Knowing better than to ask the names of the two men whom Higgins considered capable of climbing to the Countess’s suite, as he had always refused to divulge such information on the grounds that he “wasn’t no bleedin’ nark,” Belle thanked him for his help. They chatted for a few minutes about old times and mutual acquaintances from those days, then she took her departure. Absorbed in thoughts engendered by the conversation while going in search of transportation back to the hotel, she paid no attention to a large and glaringly printed poster attached to the wall of a building, although she might have drawn some significance from it if she had done so.

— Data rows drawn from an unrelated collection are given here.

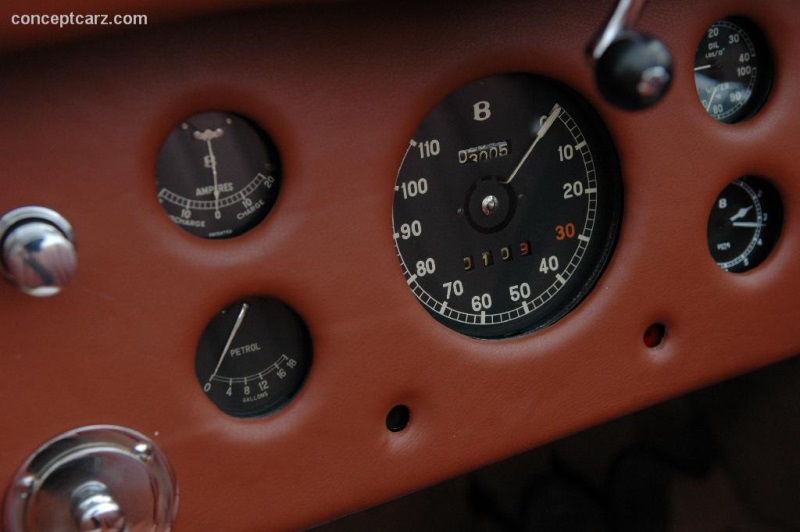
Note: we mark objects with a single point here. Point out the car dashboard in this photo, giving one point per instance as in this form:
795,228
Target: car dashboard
392,398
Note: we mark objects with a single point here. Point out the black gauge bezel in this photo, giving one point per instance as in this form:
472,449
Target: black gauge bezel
764,78
273,345
250,177
754,246
590,267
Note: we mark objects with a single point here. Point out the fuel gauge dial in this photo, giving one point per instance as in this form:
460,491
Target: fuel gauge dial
253,357
744,224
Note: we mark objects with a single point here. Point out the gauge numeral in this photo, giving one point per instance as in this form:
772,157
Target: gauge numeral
429,148
565,231
425,267
414,188
453,288
483,302
566,152
573,190
548,264
519,291
412,229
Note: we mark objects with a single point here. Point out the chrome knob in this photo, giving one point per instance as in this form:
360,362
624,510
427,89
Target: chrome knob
94,509
39,253
100,478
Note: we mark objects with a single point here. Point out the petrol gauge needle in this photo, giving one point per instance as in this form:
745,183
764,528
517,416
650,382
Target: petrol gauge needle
207,136
239,320
551,118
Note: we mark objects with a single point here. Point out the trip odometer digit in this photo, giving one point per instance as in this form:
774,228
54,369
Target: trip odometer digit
506,205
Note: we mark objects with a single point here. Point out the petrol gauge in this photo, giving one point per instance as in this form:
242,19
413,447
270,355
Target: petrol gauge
506,205
253,357
732,70
218,175
744,224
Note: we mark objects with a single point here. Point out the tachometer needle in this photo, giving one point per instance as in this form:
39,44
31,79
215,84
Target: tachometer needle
748,224
741,214
551,118
239,320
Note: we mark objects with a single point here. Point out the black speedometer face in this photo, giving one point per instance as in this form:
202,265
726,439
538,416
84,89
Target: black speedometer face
732,70
744,224
506,205
218,175
253,357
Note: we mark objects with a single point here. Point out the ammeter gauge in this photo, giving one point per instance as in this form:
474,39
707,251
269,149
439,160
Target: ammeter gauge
218,175
253,357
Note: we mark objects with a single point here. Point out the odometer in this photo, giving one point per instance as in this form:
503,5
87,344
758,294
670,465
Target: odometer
506,206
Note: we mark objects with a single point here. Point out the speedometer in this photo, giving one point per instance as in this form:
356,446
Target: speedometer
506,205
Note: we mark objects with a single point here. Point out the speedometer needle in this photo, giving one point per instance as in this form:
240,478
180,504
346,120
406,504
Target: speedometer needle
551,118
239,320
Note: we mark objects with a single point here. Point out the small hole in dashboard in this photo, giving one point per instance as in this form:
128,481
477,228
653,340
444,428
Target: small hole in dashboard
398,417
654,335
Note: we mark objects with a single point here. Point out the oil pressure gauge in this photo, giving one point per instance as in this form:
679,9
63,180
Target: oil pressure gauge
744,224
218,175
253,357
732,70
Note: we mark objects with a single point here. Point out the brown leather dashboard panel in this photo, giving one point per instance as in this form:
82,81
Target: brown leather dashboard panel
341,88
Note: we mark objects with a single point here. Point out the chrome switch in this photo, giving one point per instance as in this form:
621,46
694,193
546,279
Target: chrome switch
39,253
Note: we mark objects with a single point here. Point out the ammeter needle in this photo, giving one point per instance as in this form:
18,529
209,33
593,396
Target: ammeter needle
239,320
551,118
207,136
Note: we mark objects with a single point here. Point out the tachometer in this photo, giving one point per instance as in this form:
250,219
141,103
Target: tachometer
744,224
217,175
506,205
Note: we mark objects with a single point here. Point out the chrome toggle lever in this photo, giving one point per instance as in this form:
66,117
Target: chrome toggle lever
632,70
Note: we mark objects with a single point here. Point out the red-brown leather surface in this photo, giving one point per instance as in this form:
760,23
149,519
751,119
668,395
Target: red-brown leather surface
341,87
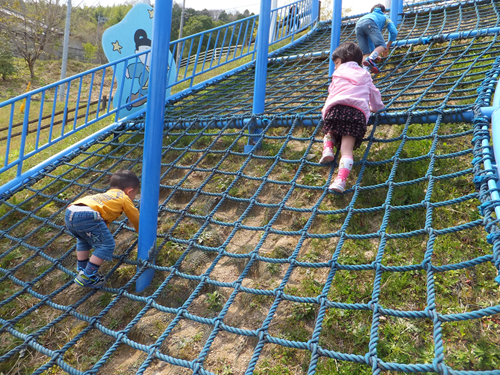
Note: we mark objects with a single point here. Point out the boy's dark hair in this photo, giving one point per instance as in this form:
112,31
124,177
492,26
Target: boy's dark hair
348,52
124,179
381,6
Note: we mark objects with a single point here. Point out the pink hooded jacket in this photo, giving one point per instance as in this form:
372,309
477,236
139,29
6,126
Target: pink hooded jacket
353,86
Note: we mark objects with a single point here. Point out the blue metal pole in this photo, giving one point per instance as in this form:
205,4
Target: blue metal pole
153,138
315,11
336,24
259,88
394,11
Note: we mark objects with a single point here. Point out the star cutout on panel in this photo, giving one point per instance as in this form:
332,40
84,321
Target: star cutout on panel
117,47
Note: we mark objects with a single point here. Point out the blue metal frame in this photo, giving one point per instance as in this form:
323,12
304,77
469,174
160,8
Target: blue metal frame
394,11
259,90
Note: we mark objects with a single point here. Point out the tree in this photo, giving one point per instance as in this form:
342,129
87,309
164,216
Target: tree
327,10
32,27
6,59
197,24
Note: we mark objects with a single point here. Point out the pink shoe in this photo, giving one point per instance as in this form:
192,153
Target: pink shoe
327,155
338,185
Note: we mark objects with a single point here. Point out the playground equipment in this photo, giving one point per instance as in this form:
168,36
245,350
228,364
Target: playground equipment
256,229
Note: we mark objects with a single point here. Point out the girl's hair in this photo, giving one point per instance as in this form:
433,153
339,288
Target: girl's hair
348,52
381,6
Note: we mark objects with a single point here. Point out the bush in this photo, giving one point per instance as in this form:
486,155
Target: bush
90,51
6,66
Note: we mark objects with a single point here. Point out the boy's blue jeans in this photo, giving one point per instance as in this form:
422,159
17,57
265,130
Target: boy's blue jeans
91,232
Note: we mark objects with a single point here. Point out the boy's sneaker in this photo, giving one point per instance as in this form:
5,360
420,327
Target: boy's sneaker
338,185
94,281
371,64
327,155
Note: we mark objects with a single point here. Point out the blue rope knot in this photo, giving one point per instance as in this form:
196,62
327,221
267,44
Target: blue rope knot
440,367
29,338
487,206
432,314
373,305
313,346
152,349
426,264
120,335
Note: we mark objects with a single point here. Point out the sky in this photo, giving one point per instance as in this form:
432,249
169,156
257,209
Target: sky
358,6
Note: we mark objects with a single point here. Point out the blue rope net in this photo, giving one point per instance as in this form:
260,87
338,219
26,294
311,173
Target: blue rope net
259,268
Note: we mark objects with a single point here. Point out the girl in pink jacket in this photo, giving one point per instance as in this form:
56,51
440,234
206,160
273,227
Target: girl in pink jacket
347,109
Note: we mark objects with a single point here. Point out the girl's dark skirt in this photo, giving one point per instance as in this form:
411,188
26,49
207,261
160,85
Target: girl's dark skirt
343,120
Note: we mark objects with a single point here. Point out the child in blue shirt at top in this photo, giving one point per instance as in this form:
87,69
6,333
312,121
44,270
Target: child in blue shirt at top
369,33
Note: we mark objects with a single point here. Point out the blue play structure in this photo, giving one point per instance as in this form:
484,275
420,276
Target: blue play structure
245,262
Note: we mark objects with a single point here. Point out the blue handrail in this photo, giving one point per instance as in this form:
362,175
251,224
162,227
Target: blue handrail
46,122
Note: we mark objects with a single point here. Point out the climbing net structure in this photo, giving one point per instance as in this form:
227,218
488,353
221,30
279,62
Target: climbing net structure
259,268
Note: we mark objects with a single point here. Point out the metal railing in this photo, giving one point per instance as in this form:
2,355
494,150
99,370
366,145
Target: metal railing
46,122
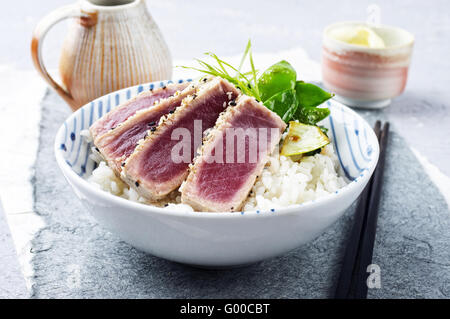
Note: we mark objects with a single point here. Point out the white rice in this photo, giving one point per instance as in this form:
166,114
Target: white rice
283,182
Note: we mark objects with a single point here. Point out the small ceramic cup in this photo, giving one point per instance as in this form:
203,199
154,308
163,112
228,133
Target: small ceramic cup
366,77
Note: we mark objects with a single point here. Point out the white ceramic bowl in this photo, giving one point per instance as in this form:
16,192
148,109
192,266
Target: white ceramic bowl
216,239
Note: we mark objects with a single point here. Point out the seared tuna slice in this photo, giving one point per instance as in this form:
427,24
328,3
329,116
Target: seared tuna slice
122,112
152,169
116,145
233,155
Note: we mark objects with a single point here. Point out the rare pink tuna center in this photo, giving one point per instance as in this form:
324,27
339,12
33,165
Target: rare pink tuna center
232,145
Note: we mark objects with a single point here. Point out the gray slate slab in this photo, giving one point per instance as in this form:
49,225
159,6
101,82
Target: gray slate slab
74,257
12,282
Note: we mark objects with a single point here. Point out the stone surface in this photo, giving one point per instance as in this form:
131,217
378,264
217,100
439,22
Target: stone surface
12,283
76,257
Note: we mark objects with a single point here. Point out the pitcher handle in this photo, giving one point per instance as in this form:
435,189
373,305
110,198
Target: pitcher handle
69,11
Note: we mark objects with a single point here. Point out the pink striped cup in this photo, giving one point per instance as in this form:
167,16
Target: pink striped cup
366,77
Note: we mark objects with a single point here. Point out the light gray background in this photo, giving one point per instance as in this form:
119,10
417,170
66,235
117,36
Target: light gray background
412,241
192,27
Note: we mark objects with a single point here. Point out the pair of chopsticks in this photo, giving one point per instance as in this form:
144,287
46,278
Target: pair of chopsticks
352,283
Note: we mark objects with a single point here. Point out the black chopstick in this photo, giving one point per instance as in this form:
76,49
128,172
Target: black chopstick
358,255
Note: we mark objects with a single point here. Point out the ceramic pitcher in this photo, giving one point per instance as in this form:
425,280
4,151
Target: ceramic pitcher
111,44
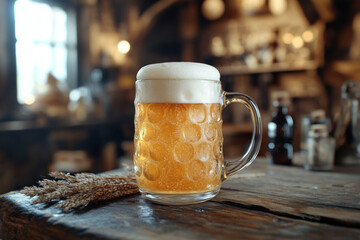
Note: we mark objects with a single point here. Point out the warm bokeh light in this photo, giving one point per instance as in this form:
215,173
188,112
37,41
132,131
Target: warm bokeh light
287,38
217,46
30,99
297,42
308,36
124,46
213,9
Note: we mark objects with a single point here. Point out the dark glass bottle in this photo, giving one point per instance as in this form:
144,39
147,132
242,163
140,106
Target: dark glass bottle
281,133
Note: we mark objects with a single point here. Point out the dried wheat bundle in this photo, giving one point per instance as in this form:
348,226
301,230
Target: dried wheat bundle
81,189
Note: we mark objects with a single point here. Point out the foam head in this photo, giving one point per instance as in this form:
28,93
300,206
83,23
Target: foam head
178,82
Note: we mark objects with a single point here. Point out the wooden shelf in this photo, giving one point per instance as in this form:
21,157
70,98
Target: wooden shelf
237,69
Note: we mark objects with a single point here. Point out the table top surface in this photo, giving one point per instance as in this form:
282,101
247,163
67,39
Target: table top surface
261,202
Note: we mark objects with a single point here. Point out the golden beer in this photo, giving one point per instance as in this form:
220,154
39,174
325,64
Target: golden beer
178,132
178,147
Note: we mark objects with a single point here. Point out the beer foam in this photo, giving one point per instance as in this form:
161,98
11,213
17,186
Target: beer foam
178,70
178,82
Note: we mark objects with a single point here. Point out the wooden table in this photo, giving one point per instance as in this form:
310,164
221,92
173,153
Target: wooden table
261,202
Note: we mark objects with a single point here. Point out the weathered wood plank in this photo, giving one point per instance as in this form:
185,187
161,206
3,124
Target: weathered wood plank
262,202
317,196
136,218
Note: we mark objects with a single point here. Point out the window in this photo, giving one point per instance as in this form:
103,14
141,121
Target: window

CIRCUS MAXIMUS PROUDLY PRESENTS
FOR ONE WEEK ONLY IN YOUR FAIR CITY
THE PREMIER ATTRACTIONS OF THE WORLD
SEE
THE GREAT ZOLTAN ASCEND IN HIS BALLOON CAPTAIN FEARLESS AND HIS FEROCIOUS LIONS AND TIGERS THE LOMBARDO BROTHERS, MASTERS OF THE HIGH TRAPEZE
GORGO THE GIGANTIC, STRONGEST MAN IN THE WORLD PRINCESS MAGDALENE, KNIFE THROWER AND QUICK-CHANGE
ARTIST
JINKS THE MASTER CLOWN AND HIS COMICAL COHORTS AND NUMEROUS OTHER ACTS TO ENTERTAIN AND
THRILL YOU
According to the date and other details given in smaller print, the circus was due to leave Washington, D.C., for a tour of the Kansas railroad towns and points west in three days’ time.
Five – Don’t Try to Pull That Old Game On Me!
“Good afternoon,” Libby Craddock greeted. “Are you Lachlan Lachlan of the McLachlans, like it says on the door?”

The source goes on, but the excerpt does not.